Chunked Uploads with JQuery File Upload and Ruby on Rails

I was inspired by this thread on the Google Hydra-Tech forum to put together a short tutorial on chunked uploads with jQuery file upload and Ruby on Rails.

There’s a nice example on GitHub for using this plugin with Rails, so we don’t need to do this from scratch. To see how this plugin works without chunked file uploads, clone the example

https://github.com/tors/jquery-fileupload-rails-paperclip-example

bundle, rake:db, rails server, and go to port 3000. You should see a nice UI for file uploads.

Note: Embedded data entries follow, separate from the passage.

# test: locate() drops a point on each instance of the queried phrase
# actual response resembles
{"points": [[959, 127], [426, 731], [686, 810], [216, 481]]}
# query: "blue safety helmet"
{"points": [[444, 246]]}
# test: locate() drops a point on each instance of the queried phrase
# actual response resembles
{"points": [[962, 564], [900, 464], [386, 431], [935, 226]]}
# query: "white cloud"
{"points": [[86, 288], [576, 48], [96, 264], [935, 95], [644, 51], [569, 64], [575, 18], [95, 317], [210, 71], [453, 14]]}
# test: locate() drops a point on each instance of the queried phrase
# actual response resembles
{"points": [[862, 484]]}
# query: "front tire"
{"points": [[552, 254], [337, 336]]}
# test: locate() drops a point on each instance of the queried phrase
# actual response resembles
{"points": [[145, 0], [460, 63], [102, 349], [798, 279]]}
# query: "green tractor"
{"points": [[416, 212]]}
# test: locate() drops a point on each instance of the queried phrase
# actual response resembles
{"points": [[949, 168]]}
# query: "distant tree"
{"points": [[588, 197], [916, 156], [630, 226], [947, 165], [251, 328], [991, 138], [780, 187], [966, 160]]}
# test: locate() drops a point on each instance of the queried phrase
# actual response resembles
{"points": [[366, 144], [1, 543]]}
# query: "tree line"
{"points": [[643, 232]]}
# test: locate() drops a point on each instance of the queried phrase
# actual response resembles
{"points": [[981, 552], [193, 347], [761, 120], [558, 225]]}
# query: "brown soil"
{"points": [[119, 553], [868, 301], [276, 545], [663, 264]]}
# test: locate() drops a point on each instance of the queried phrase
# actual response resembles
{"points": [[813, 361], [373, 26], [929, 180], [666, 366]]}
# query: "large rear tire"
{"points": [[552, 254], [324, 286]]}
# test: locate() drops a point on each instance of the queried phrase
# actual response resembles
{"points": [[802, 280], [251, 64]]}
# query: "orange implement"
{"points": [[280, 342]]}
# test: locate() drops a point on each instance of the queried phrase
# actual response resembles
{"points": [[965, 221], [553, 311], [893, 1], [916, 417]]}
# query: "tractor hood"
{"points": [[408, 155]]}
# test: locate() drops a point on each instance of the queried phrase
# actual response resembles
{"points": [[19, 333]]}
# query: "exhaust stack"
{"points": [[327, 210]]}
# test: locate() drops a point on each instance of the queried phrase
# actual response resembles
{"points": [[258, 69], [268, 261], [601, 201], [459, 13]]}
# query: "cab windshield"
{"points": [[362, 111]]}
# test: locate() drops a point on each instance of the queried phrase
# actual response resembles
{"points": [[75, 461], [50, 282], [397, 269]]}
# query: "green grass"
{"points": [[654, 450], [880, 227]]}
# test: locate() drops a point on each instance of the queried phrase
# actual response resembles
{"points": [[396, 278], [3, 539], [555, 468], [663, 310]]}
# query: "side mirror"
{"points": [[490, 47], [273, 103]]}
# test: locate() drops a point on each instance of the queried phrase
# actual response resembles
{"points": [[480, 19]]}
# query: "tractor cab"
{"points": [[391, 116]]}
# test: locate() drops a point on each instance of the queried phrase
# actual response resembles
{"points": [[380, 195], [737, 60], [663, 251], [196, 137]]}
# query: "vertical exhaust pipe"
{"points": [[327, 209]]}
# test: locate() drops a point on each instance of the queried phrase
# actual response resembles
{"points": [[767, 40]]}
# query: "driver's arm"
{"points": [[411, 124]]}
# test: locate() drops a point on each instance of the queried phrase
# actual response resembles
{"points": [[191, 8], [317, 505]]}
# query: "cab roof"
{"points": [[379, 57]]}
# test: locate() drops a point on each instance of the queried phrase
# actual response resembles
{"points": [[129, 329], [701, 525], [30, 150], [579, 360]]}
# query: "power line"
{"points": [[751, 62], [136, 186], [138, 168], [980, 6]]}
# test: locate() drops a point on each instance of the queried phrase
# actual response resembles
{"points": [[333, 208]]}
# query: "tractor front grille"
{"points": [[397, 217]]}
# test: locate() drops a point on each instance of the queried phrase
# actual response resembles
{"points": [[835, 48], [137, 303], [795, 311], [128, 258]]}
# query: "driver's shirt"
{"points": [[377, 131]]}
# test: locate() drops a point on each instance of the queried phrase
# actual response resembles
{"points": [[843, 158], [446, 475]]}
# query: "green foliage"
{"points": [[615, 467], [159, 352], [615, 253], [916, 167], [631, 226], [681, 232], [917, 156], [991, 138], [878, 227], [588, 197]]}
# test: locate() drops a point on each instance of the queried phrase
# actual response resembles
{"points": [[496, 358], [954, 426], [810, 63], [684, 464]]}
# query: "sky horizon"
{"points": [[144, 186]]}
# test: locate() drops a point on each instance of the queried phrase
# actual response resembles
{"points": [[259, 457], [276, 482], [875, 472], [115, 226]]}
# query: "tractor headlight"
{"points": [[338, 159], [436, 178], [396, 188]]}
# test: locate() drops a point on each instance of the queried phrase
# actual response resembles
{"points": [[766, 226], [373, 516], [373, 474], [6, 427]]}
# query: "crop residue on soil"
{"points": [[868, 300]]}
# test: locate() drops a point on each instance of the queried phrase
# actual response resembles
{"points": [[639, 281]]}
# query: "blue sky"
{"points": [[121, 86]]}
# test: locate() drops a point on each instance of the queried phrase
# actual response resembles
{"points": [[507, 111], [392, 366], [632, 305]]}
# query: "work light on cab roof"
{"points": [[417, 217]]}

Try uploading a small file (under 500k). It works well, has a nice looking upload bar that flashes for just a few moments, and allows you to delete or cancel an upload. Now try uploading something a little bigger, maybe around 500MB. The progress bar will really come in handy here, but once it is complete, your server will most likely hang for a few minutes (at least). A file a few GB in size, while permitted, will take even longer and may slow down your web browser and localhost server to the point where it is unusable, and you need to go off to terminate a few processes manually through the command prompt.

At some point, you’ll probably start wanting to use the chunked file uploads feature, which splits the file into smaller pieces and submits them, one after the other, across the wire to your server.

To activate chunked file uploads, open the jquery-fileupload-rails-paperclip-example app and navigate to the views/uploads/index.html.erb file. At the bottom of this file (line 118 on my system), you’ll see a call to:


$('#fileupload').fileupload();

To use chunked file uploads, replace the above bit of code with:


$('#fileupload').fileupload({
maxChunkSize: 1000000 
maxFileSize: 1000000 * 10000
});

Note – these values were chosen to illustrate the app working, you may want different values in production. For more on chunked file uploads, check the documentation.

Give it another try (you may need to reload the javascript for your change to take effect. Upload that medium size (at least a few dozen MB to see the full effect) and watch your dev server spin. You’ll notice that the controller for processing a file is getting called repeatedly for each chunk.

Watch your server log as rails processes the upload, and you’ll see that the controller is called repeatedly as you upload the file. The file uploader is splitting the medium sized file into 1 mb sized chunks and submitting them sequentially to the server.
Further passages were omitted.